Od czasów, kiedy ewolucję uznano za fakt, a więc mniej więcej od czasów Darwina, wiele wysiłku włożono w poszukiwania dawno wymarłych gatunków, które mogły być tzw. brakującymi ogniwami ewolucji. Nic więc dziwnego, że każde znalezisko nietypowej istoty wzbogacające wiedzę o naszej ewolucyjnej przeszłości budzi emocje naukowców oraz ogromną ciekawość opinii publicznej. Przykładem takiej sensacji jest Hobbit z Flores.
Gdy w październiku 2004 r. na łamach „Nature” ukazała się wiadomość o znalezieniu przez indonezyjskich i australijskich archeologów na wyspie Flores nowego gatunku człowieka, zaraz okrzyknięto to wydarzenie antropologicznym odkryciem stulecia (choć to stulecie dopiero się rozpoczynało).
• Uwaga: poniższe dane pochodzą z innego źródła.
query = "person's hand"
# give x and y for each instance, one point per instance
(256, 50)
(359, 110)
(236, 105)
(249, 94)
Odkopane szczątki kostne pochodziły z warstw datowanych na zaledwie 18 tys. lat, co oznaczałoby współwystępowanie w niezbyt odległej przeszłości dwóch gatunków rodzaju ludzkiego – osobnika, do którego należały kości, i Homo sapiens. Sensacja polegała też na tym, że odkryta istota miała mózg wielkości mózgu szympansa (trzykrotnie mniejszy od ludzkiego), niewiele ponad metr wzrostu, a dysponowała zaawansowaną kulturą, czego miałyby dowodzić znalezione opodal kamienne narzędzia. Ze względu na rozmiary ciała i popularność trylogii Tolkiena (szczególnie jej filmowej adaptacji) istotę nazwano Hobbitem, a naukowo – Homo floresiensis.
Odkrywcy uznali, że populacja ludzka z Flores, do której należał Hobbit, to potomkowie azjatyckiego Homo erectus (naszego przodka sprzed ponad miliona lat – pierwszego, który opuścił Afrykę i zasiedlił pozostałe kontynenty Starego Świata). Zdaniem tych naukowców cofnęli się oni morfologicznie do poziomu australopiteków, wczesnych istot człowiekowatych sprzed 3 mln lat. Niewielkie rozmiary ciała istoty z Flores miały potwierdzać zasadę karłowatości wyspowej, która mówi, że na izolowanych wyspach, z powodu ograniczonych zasobów pożywienia, duże ssaki ulegają miniaturyzacji.